P87-T Rapid recovery of motor and sensory conduction block in multifocal motor neuropathy

Background Multifocal motor neuropathy (MMN) almost purely involves motor nerve. About 20% MMN patients develop minor sensory symptoms in the course of disease. Material and method We reported a 62-year-old male who developed a slowly progressive asymmetrical limb weakness for five years. Motor nerve conduction studies showed definite CB in left median and ulnar nerves, and probable CB in right tibial nerve. Although the patient complained of no sensory symptom, sensory never conduction studies showed absent sensory nerve action potential (SNAP) for bilateral medial plantar and fibular nerves, left sural nerve and reduced amplitude for left median, ulnar and radial nerves. Conduction velocities were otherwise normal. One month after receiving intravenous immunoglobulin (IVIg), his weakness alleviated apparently. A substantial increase in motor amplitude recorded with stimulation at the PF indicated a partial reversal of CB. The SNAP amplitude of left median, ulnar and radial nerves increased more than 50% and the return of bilateral fibular nerve potentials provided evidence of reversible conduction failure in sensory nerves.

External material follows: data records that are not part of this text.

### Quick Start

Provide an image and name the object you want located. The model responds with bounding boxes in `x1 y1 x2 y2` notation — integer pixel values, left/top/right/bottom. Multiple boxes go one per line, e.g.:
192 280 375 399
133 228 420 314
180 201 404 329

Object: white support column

We reviewed related literature for this performance. Result Three previously published studies reported such a decrease of SNAP amplitude in MMN patients. Such features suggest a more prominent axonal damage more than demyelination. The hyperpolarization of axolemma, resulting from axonal Na+/K+ pump inhibition at the lesion site and overactivity at the adjacent site may constitutes the prominent mechanism of CB. Conclusion Amplitude reduction of SNAP combined with motor CB, which recovered rapidly after IVIg, may suggest axonal damage rather than demyelination.